Certaines sources signalent que l'homosexualité est un sujet « tabou » (Jeune Afrique 11 oct. 2013; Tunisia Live 10 févr. 2012; AFP 3 avr. 2013). Tunisia Live, une agence de presse indépendante qui offre une couverture de l'actualité tunisienne en anglais (Tunisia Live 20 juin 2012), affirme que l'existence de la communauté homosexuelle tunisienne est un sujet qui n'est pas souvent abordé (26 janv. 2012). Un article paru dans le magazine britannique Uncut signale que, en Tunisie, les personnes gays et lesbiennes sont souvent discrètes au sujet de leur orientation sexuelle (27 mars 2012). De plus, selon Jeune Afrique, les islamistes considèrent l'homosexualité comme « une maladie ou [...] une déviance de l'Occident »(11 oct. 2013). Pour sa part, Tunisia Live signale que la société tunisienne associe l'homosexualité à la pédophilie (26 janv. 2012).
1.1 Changements depuis la révolution de 2011
On peut lire dans un article de Gay Star News (GSN), un site international d'actualités, de divertissement et de voyage consacré à la communauté LGBT (15 janv. 2012), que, selon des [traduction] « personnes bien informées », la situation des personnes LGBT en Tunisie n'a pas changé depuis la révolution de janvier 2011 (1er mars 2012). Par contre, un article paru dans le magazine français Grazia signale que « la situation est bien plus tendue » depuis la révolution (15 mars 2013). Lors d'un entretien accordé à Grazia, la présidente de l'Association tunisienne de soutien des minorités (ATSM), une ONG tunisienne qui lutte contre l'homophobie et l'antisémitisme (AFP 9 janv. 2013), a dit qu'elle reçoit « "de plus en plus de témoignages de gays qui se font agresser, car, même s'ils sont discrets, les gens parlent autour d'eux et les dénoncent" » (Grazia 15 mars 2013). De même, un journaliste écrivant pour The Advocate, un magazine et site Internet consacré aux nouvelles et aux politiques touchant la communauté LGBT (HereMedia s.d.), signale que, selon des Tunisiens gays qu'il a rencontrés au pays, il y aurait eu depuis 2011 une augmentation du nombre d'arrestations de personnes qui auraient commis des actes homosexuels (The Advocate 4 déc. 2012).
Cependant, certaines sources signalent que la liberté de la presse se serait améliorée depuis la révolution (É.-U. 20 mai 2013, 20; Tunisia Live 26 janv. 2012; Uncut 27 mars 2012).
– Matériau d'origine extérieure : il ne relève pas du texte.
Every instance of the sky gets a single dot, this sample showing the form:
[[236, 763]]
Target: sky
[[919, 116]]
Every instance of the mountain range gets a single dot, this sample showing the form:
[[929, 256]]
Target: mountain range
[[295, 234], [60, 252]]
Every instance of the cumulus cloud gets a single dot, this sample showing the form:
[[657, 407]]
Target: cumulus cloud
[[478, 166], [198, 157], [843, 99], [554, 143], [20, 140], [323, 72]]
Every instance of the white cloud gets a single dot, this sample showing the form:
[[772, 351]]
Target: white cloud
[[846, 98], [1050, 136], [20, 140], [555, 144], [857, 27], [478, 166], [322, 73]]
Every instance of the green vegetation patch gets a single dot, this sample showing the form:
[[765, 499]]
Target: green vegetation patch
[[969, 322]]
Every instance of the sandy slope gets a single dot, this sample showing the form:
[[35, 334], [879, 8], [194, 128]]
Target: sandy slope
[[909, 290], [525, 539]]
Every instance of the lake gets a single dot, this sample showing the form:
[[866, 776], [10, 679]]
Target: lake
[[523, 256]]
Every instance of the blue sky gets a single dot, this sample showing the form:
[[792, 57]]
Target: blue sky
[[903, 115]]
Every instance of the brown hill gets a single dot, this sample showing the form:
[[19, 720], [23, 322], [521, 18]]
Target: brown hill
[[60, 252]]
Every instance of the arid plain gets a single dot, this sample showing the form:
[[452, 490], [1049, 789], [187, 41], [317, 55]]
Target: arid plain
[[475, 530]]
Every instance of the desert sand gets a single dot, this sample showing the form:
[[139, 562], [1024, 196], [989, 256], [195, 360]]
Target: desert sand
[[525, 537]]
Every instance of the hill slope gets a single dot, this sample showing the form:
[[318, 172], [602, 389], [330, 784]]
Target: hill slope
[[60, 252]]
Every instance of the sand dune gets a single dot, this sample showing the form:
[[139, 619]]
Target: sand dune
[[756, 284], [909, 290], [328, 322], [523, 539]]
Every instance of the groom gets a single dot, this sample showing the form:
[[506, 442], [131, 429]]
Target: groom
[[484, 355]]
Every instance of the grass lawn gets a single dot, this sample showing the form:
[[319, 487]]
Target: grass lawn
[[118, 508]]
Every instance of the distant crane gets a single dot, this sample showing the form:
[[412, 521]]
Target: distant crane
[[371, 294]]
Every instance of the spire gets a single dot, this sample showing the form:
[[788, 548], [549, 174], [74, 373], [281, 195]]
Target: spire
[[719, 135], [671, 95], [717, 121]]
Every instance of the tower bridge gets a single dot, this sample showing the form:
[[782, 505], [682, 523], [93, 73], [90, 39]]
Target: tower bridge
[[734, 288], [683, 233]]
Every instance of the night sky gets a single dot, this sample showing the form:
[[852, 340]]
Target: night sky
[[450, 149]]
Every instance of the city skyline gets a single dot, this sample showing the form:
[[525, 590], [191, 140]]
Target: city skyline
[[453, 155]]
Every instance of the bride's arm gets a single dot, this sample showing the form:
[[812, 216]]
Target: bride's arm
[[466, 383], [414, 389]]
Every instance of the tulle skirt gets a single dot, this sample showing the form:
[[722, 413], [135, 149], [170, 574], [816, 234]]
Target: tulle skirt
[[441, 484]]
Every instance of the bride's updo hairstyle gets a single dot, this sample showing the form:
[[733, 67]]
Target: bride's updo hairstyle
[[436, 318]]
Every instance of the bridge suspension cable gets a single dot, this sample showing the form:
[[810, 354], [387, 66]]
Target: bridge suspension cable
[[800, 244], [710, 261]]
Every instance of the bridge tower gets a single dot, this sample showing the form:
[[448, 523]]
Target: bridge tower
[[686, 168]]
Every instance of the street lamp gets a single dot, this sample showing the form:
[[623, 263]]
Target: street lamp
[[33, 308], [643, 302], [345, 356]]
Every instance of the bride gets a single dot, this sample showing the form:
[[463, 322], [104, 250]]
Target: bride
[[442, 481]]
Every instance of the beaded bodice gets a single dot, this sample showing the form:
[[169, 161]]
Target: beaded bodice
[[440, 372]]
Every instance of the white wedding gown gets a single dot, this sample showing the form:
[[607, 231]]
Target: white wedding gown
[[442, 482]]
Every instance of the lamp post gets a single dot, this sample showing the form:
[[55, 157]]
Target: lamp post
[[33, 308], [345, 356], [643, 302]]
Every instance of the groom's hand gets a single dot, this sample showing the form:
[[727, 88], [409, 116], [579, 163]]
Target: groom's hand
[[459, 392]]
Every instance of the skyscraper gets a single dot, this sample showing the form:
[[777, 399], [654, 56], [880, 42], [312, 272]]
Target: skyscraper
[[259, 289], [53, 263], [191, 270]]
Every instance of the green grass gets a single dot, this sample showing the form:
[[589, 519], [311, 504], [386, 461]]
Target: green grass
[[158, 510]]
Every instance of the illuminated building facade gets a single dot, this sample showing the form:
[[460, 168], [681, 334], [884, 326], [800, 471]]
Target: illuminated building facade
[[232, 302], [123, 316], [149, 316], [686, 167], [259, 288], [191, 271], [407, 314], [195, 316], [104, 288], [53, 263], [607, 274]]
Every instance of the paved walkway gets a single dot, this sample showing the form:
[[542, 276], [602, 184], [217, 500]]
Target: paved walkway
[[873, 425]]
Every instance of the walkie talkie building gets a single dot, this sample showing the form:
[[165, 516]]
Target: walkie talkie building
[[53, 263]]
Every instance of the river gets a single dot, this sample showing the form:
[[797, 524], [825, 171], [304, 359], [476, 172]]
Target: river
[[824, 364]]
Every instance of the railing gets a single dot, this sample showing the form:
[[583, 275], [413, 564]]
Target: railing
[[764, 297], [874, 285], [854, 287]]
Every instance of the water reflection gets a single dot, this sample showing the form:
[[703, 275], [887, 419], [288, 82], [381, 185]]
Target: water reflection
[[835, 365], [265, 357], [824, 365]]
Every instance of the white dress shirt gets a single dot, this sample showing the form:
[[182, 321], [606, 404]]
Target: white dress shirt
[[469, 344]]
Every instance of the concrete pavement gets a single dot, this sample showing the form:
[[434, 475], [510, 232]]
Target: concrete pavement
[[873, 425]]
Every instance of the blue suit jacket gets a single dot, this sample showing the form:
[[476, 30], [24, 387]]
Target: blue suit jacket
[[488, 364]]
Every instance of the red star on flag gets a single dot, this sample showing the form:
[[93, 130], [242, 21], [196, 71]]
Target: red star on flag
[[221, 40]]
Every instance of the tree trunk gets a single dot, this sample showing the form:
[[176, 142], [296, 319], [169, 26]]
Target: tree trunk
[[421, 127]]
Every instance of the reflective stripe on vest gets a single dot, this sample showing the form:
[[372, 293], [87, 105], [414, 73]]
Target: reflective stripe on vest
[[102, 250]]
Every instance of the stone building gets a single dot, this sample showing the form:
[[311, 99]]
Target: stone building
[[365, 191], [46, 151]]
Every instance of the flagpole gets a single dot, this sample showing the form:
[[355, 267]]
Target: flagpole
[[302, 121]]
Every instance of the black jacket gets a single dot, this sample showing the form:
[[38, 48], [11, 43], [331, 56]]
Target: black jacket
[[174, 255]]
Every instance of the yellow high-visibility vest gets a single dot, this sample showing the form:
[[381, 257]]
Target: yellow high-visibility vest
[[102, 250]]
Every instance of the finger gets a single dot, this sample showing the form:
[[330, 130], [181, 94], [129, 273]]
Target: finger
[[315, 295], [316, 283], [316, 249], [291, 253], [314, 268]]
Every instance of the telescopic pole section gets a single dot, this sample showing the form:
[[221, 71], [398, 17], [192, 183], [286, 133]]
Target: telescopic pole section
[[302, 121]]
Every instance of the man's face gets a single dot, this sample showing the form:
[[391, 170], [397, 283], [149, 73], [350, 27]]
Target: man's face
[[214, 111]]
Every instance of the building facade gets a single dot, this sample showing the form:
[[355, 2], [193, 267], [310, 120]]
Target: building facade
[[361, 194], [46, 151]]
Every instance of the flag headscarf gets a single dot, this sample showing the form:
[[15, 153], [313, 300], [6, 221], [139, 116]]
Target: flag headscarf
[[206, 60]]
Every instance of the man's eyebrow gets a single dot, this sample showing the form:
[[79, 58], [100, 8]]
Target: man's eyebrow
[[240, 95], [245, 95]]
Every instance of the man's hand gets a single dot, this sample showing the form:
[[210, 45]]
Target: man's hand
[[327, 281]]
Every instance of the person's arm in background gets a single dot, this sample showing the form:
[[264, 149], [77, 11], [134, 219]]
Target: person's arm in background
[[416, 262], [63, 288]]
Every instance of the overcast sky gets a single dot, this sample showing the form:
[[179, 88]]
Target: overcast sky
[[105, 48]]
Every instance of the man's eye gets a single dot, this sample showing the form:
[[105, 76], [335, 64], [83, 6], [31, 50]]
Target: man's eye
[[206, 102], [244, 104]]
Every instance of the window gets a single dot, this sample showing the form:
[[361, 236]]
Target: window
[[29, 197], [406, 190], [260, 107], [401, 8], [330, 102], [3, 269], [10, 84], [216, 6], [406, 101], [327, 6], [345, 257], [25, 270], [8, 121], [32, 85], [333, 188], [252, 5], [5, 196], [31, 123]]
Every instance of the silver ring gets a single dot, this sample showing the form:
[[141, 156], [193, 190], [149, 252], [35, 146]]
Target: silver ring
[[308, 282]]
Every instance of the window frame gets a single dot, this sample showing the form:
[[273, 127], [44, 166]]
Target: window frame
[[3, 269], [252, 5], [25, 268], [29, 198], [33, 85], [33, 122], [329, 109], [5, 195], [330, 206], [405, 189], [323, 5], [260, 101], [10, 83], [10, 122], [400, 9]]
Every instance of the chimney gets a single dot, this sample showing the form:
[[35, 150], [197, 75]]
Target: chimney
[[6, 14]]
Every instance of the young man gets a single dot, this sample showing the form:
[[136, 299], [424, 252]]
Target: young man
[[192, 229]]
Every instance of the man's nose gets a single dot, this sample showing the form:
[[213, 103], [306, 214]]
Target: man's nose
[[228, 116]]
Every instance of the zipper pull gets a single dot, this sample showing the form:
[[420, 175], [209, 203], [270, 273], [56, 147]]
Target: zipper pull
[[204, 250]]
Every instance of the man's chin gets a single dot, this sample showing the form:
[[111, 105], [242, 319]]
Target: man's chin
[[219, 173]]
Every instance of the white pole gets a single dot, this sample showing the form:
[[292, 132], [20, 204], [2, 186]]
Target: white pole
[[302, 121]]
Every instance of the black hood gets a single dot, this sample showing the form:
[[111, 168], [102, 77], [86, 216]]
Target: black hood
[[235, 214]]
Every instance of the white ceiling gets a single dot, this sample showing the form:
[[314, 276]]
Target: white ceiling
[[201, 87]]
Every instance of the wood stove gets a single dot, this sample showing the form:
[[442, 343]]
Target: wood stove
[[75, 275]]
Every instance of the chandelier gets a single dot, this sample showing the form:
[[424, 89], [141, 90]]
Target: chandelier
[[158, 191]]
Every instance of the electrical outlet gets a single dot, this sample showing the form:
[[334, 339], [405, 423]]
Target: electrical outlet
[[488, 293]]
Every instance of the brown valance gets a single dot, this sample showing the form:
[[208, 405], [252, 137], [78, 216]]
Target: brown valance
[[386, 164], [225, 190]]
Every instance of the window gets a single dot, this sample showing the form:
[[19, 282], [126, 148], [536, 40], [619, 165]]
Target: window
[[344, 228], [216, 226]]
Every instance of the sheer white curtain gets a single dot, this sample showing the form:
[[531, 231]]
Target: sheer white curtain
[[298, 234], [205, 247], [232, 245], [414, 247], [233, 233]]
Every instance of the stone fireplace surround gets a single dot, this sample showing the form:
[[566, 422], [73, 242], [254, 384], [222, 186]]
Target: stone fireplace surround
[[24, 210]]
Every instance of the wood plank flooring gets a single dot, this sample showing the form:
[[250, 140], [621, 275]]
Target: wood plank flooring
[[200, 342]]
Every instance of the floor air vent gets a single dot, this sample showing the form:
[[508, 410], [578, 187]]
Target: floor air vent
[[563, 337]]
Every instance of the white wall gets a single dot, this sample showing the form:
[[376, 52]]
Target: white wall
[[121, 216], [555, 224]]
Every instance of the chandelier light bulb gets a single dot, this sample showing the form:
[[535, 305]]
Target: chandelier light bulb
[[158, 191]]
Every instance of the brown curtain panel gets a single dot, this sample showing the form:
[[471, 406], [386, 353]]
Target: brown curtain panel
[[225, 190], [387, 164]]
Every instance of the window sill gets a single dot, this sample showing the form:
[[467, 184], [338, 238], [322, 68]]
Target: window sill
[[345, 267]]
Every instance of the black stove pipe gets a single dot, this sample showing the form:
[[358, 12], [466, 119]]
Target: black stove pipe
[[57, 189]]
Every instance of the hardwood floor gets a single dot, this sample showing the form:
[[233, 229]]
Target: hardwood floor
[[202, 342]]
D'après le rédacteur en chef du magazine électronique Gayday, le premier magazine LGBT de la Tunisie qui a été lancé en mars 2011, il aurait été [traduction] « difficile » de lancer une telle entreprise avant la révolution à cause de la censure (ibid.).
2. Attitudes et traitement réservé aux minorités sexuelles par les autorités
Plusieurs sources signalent qu'en 2012, le ministre des Droits de l'homme et de la Justice transitionnelle, Samir Dilou, a déclaré lors d'une entrevue télévisée que l'homosexualité est une [traduction] « perversion » qui doit être soignée à l'aide d'un traitement médical (É.-U. 20 mai 2013, 20; Tunisia Live 10 févr. 2012; GSN 1er mars 2012). Le ministre a également affirmé qu'exprimer son orientation sexuelle ne constitue pas un droit de la personne et que la liberté d'expression a des limites (ibid.; Tunisia Live 10 févr. 2012). Il aurait aussi condamné le magazine Gayday (GSN 1er mars 2012).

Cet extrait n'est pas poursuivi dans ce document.